We're! Did she have to involve me in this? And why can't she get to the point and hang up?
我们!她干吗非要把我扯进去呢?她干吗不能直截了当地把话说完就把电话挂上?
"Oliver!"
“奥利佛!”
She had her hand on the mouthpiece again and was talking very loud.
她又用手捂住了话筒,可话却说得很响。
"He's wounded, Oliver! Can you just sit there and let your father bleed?"
“他感情上受到了伤害,奥利佛!眼看你父亲的心在流血,你能坐在那儿无动于衷吗?”
Had she not been in such an emotional state, I could have explained once again that stonesdo not bleed. But she was very upset. And it was upsetting me too.
要不是她这样动感情,我也许会再次向她解释,铁石心肠是不会流血的。但是她此刻心烦意乱。再说我也给搞得心烦意乱。
"Oliver, she pleaded, "could you just say a word?"
“奥利佛,”她恳求说,“你就只说一两句不行吗?”
To him? She must be going out of her mind!
跟他说话?她准是疯了!
"I mean, like just maybe 'hello'?"
“我是说,就说句‘哈罗’之类打招呼的话?”
She was offering the phone to me. And trying not to cry.
她把电话向我递过来,一边竭力忍住不哭。
"I will never talk to him. Ever," I said with perfect calm.
“我决不跟他说话,决不,”我十分平静地说。
And now she was crying. Nothing audible, but tears pouring down her face. And then she — she begged.
这下她哭了。虽然听不到一点声音,但看得见眼泪顺着她的面颊直淌下来。接着她——她就哀求起来。
"For me,Oliver. I've never asked you for anything. Please."
“看在我的分上,奥利佛。我从来没有求过你什么。这回我求你了。”
Three of us. Three of us just standing (I somehow imagined my father being there as well) waiting for something. What? For me?

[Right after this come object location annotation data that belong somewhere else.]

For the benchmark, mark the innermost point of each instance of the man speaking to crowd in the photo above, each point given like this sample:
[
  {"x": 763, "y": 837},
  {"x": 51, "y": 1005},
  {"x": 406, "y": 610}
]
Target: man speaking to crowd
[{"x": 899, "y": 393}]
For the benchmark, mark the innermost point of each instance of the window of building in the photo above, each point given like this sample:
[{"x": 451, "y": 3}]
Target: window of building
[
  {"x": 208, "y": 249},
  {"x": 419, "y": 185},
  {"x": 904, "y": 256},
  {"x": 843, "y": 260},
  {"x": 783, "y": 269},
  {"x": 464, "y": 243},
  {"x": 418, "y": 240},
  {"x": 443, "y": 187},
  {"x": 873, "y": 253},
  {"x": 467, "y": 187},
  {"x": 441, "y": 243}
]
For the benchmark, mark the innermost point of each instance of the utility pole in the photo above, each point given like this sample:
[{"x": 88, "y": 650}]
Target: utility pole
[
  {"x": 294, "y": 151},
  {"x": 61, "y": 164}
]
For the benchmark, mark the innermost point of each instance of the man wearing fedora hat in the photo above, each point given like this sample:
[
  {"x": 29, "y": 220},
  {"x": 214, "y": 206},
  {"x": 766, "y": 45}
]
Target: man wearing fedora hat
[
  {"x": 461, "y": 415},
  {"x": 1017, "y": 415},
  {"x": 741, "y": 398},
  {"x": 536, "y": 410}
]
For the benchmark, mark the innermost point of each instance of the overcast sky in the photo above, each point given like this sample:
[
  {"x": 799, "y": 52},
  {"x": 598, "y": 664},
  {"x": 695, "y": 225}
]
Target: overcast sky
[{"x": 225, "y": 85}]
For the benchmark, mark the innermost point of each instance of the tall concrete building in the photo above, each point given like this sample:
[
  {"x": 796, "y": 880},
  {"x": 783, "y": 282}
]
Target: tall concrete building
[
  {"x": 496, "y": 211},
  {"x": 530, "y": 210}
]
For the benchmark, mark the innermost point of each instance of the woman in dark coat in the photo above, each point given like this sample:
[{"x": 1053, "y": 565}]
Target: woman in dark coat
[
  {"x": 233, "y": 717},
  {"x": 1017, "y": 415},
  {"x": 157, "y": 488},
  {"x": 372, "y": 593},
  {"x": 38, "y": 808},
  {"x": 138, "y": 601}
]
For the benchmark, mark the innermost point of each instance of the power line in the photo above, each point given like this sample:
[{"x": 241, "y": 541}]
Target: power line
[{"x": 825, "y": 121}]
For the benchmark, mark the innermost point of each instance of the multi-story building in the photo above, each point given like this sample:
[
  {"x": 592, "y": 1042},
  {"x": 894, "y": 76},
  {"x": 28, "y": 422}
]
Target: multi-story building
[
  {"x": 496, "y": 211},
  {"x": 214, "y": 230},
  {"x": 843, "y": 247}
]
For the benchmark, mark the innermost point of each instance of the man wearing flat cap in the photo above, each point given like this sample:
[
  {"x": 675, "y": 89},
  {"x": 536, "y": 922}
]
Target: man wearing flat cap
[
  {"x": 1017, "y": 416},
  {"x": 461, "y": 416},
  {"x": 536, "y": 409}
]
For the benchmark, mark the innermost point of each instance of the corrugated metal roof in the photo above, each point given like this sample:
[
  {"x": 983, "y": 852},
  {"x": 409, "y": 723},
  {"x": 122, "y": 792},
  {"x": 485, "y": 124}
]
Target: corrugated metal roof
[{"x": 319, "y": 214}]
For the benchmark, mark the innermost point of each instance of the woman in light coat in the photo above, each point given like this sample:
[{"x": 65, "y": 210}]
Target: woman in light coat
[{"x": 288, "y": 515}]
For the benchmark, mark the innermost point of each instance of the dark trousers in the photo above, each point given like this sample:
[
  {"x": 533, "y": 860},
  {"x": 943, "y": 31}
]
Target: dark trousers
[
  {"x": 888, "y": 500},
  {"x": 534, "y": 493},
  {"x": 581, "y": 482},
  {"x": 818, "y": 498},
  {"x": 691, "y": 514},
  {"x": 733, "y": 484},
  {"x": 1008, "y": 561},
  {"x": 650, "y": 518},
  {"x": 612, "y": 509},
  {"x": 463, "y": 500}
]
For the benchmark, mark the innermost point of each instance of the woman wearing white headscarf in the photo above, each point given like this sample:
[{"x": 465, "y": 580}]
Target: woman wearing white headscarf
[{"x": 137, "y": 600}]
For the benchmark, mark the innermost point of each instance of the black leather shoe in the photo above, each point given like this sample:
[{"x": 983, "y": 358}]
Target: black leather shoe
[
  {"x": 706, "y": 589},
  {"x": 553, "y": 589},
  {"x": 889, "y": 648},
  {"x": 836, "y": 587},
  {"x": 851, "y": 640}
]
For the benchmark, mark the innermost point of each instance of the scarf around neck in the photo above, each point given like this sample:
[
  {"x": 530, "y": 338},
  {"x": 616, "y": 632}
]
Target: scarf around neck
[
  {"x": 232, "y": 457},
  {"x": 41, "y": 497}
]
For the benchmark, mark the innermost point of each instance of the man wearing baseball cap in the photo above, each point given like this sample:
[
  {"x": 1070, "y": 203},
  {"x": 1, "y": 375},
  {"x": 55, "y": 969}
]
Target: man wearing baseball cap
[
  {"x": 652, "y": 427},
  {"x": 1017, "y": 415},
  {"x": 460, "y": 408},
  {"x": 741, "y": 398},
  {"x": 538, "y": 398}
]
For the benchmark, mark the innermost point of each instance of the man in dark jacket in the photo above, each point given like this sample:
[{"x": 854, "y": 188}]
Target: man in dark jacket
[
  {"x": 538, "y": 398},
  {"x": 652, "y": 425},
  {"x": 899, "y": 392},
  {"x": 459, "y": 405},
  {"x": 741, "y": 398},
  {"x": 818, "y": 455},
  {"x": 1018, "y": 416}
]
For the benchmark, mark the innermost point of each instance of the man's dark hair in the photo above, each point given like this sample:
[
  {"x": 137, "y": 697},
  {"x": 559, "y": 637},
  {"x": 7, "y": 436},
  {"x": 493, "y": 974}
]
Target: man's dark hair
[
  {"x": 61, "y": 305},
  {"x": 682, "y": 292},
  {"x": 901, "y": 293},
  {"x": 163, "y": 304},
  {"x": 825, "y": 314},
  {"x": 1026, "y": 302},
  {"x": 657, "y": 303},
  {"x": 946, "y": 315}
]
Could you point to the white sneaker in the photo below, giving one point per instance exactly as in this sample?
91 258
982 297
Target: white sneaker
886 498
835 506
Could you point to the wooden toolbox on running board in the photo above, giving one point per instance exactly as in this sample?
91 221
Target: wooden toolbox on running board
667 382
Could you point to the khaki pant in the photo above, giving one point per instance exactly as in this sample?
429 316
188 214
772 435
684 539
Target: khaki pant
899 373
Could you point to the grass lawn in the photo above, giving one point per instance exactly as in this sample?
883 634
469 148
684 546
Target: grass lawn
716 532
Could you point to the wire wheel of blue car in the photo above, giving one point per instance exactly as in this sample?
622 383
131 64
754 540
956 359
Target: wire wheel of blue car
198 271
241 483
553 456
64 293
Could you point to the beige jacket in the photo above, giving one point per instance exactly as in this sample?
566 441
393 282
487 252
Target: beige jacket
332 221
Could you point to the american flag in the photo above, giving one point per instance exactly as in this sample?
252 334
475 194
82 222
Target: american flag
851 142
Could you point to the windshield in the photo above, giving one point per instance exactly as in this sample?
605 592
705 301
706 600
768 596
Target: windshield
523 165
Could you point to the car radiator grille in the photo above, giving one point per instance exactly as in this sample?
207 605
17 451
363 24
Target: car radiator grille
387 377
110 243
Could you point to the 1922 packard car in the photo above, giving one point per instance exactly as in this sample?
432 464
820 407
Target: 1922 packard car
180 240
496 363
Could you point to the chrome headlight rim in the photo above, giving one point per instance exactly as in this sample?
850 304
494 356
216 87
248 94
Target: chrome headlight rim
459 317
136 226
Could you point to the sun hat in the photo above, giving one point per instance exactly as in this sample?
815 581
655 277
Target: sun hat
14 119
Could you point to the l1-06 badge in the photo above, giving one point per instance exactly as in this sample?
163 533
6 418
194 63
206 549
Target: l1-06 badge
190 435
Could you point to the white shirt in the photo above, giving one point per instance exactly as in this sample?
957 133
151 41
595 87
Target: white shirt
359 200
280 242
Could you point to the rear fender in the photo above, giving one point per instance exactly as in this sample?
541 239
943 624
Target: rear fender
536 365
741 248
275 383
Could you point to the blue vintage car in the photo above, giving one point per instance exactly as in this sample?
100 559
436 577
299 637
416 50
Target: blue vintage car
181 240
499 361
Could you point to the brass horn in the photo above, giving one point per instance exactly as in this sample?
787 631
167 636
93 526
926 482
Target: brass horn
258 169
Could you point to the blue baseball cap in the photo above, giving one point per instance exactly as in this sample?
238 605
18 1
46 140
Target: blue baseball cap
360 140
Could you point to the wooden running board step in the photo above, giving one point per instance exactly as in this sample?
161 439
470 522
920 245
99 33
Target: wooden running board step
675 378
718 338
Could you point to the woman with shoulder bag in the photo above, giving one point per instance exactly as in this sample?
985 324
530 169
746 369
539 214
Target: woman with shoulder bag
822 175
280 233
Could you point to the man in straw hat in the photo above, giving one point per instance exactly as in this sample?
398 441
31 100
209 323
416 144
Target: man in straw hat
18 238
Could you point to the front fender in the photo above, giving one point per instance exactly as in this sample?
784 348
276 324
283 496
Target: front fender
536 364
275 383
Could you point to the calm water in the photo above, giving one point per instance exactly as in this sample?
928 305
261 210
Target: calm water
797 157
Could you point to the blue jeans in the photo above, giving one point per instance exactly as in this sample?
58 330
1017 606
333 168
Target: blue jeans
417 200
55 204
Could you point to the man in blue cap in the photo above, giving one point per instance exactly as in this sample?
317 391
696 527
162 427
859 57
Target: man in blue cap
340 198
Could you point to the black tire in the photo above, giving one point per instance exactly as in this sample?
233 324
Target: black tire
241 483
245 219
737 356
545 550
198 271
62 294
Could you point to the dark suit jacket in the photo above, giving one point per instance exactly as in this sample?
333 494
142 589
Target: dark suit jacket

我们三个人。我们三个人就这么站着,等待着什么(不知怎么,在我的想像中父亲似乎就站在跟前)。等什么呢?等我?
I couldn't do it.
我没法照办。
Didn't Jenny understand she was asking the impossible? That I would have done absolutely anything else? As I looked at the floor, shaking my head in adamant refusal and extreme discomfort, Jenny addressed me with a kind of whispered fury I had never heard from her:
难道詹妮不明白她是在要求根本办不到的事?不明白除此之外的任何别的事儿,我都会绝对照办?我低头望着地板,极其苦恼却又十分坚决地摇了摇头表示拒绝。这时,詹妮带着一腔怒火,强压嗓门冲着我直骂。我还从来没有听到她这样怒气冲冲地对我说过话:
You are a heartless bastard,"she said.
“你是个没有心肝的杂种,”她说。